What Jazz Can Teach Us About Working with AI
The magic of improvisation, the importance of the fundamentals, and the value of infusing our humanity
Music has been a big part of my life ever since I was little. After a short stint playing piano as a kid, I picked up the trumpet sometime near the end of elementary school. I took private lessons and played throughout my middle school years and high school, mostly as a part of the concert band at school but also in my local youth orchestra and in regional and all-state concert bands. Then, after not playing almost at all during undergrad, I picked my horn up again when I started my Ph.D. at Caltech and played throughout my five years there. Some of my favorite musical memories were playing with this group and the smaller brass ensembles connected with it, like those for Caltech’s commencements.
Music is powerful for a number of reasons, but I’ve been thinking about it this last week in connection to what it can teach us about communication and collaboration. These lessons are particularly important as we think about how and where to consider incorporating AI into our work. This week I’ll unpack a few that I learned after a recent jazz show I attended and explore how they might guide us.

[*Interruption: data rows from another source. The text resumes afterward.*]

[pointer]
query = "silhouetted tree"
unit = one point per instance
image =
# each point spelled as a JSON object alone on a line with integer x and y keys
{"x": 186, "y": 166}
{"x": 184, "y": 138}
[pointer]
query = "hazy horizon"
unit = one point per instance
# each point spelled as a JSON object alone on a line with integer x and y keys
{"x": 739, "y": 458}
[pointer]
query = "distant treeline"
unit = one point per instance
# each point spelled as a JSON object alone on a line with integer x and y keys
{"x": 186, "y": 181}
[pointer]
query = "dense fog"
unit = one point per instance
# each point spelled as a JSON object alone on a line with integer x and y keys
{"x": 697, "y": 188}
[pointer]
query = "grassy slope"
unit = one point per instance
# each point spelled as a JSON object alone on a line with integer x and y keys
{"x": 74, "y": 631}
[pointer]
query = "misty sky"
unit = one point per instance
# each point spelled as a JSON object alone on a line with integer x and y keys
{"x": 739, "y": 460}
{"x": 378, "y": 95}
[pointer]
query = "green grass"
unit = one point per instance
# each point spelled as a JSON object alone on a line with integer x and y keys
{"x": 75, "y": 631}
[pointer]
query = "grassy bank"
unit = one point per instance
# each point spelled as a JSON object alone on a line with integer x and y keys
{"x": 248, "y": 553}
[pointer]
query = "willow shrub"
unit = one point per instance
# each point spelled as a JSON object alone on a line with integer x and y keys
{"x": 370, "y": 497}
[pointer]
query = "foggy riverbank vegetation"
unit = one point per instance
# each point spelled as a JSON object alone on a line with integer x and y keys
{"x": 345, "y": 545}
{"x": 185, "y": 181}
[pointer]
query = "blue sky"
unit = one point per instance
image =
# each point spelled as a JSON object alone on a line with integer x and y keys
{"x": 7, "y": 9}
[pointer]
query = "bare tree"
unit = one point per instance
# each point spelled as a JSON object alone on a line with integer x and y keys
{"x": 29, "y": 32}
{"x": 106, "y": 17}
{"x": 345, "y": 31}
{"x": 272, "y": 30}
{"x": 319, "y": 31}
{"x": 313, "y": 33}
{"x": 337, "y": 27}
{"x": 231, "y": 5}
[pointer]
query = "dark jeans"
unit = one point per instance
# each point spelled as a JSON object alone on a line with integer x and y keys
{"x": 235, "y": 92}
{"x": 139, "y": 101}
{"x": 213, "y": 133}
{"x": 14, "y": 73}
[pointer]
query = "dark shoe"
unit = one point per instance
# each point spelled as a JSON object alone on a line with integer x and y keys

Improvisation is anything but random and relies on mastery of the fundamentals
Teaching, like jazz, is a conversation.
You’re not just producing an artifact, you’re creating an experience
The beauty of jazz
Jazz is a musical style that I’ve always really enjoyed but only dabbled in as a player. I played in jazz band for a few years in high school, but other than that, most of my interaction with the genre has been as an admiring observer rather than a participant.
This last weekend the Mrs. and I had the chance to get away for a night to celebrate our anniversary. As I was looking around for something for us to do on Friday night, I stumbled upon a jazz club in Old Lyme, CT where the Cyrus Chestnut Trio was performing. After doing a little bit of research on Cyrus Chestnut (an accomplished jazz pianist) and the venue in Old Lyme (The Side Door Jazz Club which was recently voted one of 106 of the top jazz clubs in the world), I was in. I booked the tickets.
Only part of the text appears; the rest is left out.